I may or may not have spent multiple hours on OKCupid trying to figure this shit out. Oh and rating dudes based on their (un)attractiveness has become an addicting pastime of mine today. So much fun to judge based on looks.
I also may or may not have messaged 1 dude today. Seriously gorgeous or else I wouldn’t have. And we are apparently a 92% match according to OKC. Way to pinpoint my type right on the money, website. I’ve seen maybe 2 other attractive ones out of like a zillion. But I didn’t message them because I’m too scared to.
I think this is a BIG step for me. And honestly after the past few days, I needed the pickmeup. Maybe I’ll tell you about the last few days after I calm down about it.
Are women seriously so much more superior than men that God had to make us suffer regularly? My body hates me. I thought because I make sure it looks good, the least it could do is not hate me like it does. I’m staying in bed today. This is the worst I’ve felt in years.

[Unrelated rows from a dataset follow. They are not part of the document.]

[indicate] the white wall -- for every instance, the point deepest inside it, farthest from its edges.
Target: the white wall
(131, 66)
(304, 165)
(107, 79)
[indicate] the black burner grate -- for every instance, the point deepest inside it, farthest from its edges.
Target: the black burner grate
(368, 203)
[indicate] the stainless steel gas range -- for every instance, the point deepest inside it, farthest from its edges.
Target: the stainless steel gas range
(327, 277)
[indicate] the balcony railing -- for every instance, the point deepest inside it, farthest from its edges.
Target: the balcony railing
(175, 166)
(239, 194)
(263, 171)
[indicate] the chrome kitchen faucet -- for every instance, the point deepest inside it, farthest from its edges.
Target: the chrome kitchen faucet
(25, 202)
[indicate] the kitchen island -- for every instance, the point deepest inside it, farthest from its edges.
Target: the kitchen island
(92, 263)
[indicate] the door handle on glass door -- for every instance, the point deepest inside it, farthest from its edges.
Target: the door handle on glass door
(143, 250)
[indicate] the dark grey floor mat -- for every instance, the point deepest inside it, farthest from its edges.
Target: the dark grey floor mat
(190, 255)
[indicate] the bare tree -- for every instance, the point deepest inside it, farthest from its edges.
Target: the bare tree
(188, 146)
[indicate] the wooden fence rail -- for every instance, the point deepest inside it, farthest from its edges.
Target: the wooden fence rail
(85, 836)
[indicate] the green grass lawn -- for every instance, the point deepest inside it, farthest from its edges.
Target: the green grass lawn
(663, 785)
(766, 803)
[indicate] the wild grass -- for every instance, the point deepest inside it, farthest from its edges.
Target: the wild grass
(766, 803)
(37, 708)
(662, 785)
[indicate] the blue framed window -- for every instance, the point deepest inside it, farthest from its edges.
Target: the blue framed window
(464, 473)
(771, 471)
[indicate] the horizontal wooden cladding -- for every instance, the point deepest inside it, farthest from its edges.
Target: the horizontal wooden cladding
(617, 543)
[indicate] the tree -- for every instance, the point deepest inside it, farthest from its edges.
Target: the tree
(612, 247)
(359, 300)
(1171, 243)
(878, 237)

They say that the best way to either get over someone or not think about something (like waiting to hear back for something) is to stay busy. I’m not entirely sure if it applies to the former, as I found myself not over my exes when I became idle/not busy again. But maybe this way is applicable to the latter. Luckily I have my GMAT studies to preoccupy me. I’m really rusty on my math skills. Still decent but I’m so slow.
You know those insecurities that build and compound every second what you want to or are waiting to hear doesn’t happen? Yeah that’s me right now. In multiple instances. I’m going to give myself a stomach ulcer soon at this rate.

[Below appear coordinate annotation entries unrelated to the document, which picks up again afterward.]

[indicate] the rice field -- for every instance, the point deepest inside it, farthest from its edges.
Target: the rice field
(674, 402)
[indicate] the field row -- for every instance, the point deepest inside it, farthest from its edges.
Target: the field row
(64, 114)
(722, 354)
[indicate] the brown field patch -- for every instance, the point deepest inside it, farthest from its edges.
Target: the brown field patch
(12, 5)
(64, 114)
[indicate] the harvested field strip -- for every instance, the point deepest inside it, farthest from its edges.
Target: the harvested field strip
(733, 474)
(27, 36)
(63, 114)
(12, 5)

It gets 3 hours of sleep Thursday night. So I give it 9-10 last night and it wakes me up in 5.5? At least let me go back to sleep. Wtf is wrong with my body?
I don’t think I fully understand what I’m getting myself into. And I am damn sure I’d be advised against it by everyone I know. Why I’ve chosen not to heed such advice is not fully comprehendible, but it’s really an instinct, a hunch. Will it turn out the way I want? Who knows?! Will I regret it? I don’t think so.
Fingers crossed. Sorry for being vague but I cannot, absolutely cannot afford to jinx this. So just cross your fingers for me?